Pride Month Doc Corner: 'The Untold Tales of Armistead Maupin'
Tuesday, June 6, 2017 at 10:30AM
Glenn Dunks in Armistead Maupin, Doc Corner, LGBT, Review, Tales of the City, The Lovely Laura Linney, documentaries

For pride month, we're looking at a new queer-themed documentary each week beginning with The Untold Tales of Armistead Maupin, which continues to play festivals around America.

“I’d like to tell you about the first time I had sex.”

This is a like spoken by the one and only Armistead Maupin in Jennifer M. Kroot’s documentary The Untold Tales of Armistead Maupin. It’s spoken by him as he sits in a relaxed chair on a plainly adorned stage in front of a crowd of predominantly gay men. It garners a laugh from those in the audience there (as well as presumably the audience at home; I did), but it’s a moment that is quite indicative of the film around it.

Kroot’s film is not one that is shy about sex. It couldn’t possibly be. To do so would be to deny the essence of what made Maupin such an important figure in both literary and queer history. Sex was an important part of him and his work. To hear it spoken of with such ease in this documentary is a relief – and that’s before even getting to the part where he details where and how he met his future husband, a moment that adds a wonderful dash of gay modern reality to a story so rooted in the allure of 1970s gay life.

This openness, however, is tempered by an uninvigorating visual pallet. Recalling similar queer icon docs by Jeffrey Schwarz (I Am Divine, Tab Hunter Confidential) and Kroot’s own To Be Takei and It Came from Kutchar, The Untold Tales of Armistead Maupin offers little of any visual dimension beyond the occasional animated divider that aim to replicate the style of Maupin’s Tales of the City books, but which instead simply come off as dated and a concession to commercial breaks on TV airings.

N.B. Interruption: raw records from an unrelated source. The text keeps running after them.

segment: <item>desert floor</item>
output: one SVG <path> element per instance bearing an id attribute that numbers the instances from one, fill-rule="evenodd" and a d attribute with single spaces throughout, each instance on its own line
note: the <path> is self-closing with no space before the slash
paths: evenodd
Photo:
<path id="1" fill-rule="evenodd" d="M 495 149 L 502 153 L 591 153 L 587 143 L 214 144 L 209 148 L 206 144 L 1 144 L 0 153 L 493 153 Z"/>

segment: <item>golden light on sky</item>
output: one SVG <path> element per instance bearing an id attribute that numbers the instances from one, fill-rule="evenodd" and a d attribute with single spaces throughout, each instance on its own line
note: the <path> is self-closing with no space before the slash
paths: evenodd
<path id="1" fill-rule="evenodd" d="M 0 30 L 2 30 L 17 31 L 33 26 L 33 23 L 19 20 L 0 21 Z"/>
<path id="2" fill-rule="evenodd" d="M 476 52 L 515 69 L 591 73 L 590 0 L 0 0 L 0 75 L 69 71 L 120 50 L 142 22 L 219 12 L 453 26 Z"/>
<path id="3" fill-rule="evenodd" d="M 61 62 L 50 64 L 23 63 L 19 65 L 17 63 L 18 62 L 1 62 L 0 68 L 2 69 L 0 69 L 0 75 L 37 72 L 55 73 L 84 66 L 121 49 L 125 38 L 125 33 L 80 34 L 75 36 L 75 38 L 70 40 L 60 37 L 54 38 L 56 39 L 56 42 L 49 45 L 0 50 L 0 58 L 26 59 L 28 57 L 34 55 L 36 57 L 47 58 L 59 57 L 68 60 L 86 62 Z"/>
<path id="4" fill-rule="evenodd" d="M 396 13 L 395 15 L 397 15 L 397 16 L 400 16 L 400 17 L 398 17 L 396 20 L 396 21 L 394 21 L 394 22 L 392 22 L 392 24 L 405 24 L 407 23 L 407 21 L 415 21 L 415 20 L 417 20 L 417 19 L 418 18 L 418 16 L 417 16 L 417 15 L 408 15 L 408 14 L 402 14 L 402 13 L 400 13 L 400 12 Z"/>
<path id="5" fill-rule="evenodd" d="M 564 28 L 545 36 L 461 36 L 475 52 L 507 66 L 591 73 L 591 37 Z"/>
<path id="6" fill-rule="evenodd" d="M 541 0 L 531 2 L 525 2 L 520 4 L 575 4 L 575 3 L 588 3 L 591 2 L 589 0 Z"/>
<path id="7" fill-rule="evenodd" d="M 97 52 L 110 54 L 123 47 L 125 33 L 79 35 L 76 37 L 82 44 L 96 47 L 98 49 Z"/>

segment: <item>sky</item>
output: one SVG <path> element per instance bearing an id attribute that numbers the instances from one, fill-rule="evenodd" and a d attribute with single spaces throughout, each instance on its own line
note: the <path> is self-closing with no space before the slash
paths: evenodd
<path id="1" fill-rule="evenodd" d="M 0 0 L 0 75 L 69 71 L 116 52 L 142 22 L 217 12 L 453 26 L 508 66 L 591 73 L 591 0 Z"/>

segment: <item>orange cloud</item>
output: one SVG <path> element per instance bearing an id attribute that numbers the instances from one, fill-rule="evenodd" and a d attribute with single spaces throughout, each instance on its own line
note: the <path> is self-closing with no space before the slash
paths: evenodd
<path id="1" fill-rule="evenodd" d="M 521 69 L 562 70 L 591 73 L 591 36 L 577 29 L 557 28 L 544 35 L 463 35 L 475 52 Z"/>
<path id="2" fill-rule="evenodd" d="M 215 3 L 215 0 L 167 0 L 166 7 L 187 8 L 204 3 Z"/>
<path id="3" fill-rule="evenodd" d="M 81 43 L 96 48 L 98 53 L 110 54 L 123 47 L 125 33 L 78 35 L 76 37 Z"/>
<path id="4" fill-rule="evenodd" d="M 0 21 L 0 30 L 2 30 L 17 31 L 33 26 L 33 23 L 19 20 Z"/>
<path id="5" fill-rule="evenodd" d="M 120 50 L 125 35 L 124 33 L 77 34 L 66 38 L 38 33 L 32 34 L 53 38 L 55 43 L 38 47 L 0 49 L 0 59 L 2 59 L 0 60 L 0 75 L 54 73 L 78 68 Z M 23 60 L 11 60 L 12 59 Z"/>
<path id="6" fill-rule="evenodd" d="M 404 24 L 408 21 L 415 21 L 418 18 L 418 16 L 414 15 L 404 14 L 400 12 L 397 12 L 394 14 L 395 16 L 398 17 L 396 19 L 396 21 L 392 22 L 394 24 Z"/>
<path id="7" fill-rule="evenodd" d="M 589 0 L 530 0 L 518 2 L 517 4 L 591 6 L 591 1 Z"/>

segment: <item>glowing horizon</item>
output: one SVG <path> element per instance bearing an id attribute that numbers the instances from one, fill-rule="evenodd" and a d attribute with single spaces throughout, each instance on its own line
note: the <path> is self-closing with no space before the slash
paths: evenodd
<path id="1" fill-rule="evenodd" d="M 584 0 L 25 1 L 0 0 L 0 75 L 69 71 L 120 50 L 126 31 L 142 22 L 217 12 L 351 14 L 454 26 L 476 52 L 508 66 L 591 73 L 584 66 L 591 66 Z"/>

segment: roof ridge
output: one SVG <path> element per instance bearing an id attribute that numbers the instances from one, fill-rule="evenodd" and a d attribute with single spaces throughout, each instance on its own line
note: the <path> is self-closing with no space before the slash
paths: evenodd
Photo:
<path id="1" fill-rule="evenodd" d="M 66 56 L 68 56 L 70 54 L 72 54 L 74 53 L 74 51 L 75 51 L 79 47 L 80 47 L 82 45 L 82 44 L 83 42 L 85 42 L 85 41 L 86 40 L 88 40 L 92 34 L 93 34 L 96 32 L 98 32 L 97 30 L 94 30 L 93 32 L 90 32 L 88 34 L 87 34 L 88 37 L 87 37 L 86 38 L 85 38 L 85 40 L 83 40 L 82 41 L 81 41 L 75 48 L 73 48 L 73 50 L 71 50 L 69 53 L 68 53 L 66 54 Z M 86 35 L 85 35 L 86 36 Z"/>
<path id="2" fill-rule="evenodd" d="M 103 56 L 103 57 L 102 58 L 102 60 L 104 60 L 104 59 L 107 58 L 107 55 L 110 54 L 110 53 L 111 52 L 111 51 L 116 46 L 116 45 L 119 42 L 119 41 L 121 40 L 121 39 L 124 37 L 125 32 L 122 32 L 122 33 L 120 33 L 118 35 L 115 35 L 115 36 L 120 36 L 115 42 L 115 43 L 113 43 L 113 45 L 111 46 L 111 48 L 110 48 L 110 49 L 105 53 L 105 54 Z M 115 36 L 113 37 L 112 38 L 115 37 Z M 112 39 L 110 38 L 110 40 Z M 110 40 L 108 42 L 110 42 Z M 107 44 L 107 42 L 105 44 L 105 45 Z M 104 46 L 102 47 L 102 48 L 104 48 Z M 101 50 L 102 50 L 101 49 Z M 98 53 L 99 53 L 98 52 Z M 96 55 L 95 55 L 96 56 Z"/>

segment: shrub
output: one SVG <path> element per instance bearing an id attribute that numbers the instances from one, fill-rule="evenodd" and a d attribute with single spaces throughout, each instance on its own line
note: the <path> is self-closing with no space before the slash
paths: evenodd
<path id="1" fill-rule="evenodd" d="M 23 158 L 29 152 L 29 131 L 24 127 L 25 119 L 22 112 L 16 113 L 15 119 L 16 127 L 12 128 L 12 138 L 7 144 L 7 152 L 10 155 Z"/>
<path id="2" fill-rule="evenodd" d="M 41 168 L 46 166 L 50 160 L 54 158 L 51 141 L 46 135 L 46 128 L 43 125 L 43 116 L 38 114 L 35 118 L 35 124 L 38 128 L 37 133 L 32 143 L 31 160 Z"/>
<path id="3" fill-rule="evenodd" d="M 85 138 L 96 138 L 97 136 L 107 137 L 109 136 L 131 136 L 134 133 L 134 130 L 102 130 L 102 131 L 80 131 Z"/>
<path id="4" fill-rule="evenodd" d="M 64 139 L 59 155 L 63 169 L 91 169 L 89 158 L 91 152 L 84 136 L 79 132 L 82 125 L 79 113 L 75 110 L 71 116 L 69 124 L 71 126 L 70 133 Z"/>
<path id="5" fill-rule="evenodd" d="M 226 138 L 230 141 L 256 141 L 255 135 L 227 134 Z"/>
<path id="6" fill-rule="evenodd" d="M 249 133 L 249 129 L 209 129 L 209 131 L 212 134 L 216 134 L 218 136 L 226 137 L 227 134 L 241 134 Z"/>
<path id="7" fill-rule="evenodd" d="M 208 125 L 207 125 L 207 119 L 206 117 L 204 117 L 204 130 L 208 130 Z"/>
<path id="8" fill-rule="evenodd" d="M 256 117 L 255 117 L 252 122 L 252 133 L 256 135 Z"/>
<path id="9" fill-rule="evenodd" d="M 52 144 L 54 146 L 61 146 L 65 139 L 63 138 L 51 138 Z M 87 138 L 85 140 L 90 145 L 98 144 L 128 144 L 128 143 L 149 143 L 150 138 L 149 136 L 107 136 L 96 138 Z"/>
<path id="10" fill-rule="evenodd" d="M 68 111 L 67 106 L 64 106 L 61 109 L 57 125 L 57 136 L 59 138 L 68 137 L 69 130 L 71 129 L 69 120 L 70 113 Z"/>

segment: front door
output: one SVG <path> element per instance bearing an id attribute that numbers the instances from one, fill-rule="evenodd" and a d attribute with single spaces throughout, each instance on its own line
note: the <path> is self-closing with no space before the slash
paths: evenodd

Yup, that Laura Linney and Armistead Maupin at PrideMore interesting is the editing of Bill Weber, who in some respects takes inspiration from Maupin’s own writing and cuts with a determined ease. Single sequences flit between talking head interviews, narration, on-stage recitings and film clips, the words from each coming together in a collage. Interview subjects are numerous, with new faces popping up even in the final stretches, offering a litany of voices that feels in tune with Maupin’s community-centric writing. Familiar names like Laura Linney, Ian McKellen, Neil Gaiman, Olympia Dukakis, Amy Tan, Margaret Cho, Amanda Palmer and more give the film the sort of warming vibe that one could often get from Maupin’s writing. When the visuals feel disappointingly secondary, this element of the film at least comes across as thought out and specifically designed. A rush of wonderful archival footage of Armistead and the queer community of San Francisco is also well-implemented.

Of course, The Untold Tales of Armistead Maupin isn’t the sort of documentary one watches for warts and all. There are warts, sure, but they are largely covered up. Little time is spent detailing the author’s part in the controversial public outing of Rock Hudson, for instance. Or any of the others he outed, willingly or otherwise, for that matter. No time is spent on the downturn of his career that we briefly see is responsible for a (minor, in the grand scheme of things) downsizing of his lifestyle in the hills of San Fran. It might have also been curious to devote more time to how his experiences as a soldier in the Vietnam War influenced his work, if at all.

Despite its title, fans of the man will probably be well-versed with much of what Kroot’s film offers up and it’s unlikely that anybody sitting down to watch need to be reminded of what his worked meant at the time it was in the cultural forefront. But as a history lesson it is effective, filling in another piece of queer history puzzle.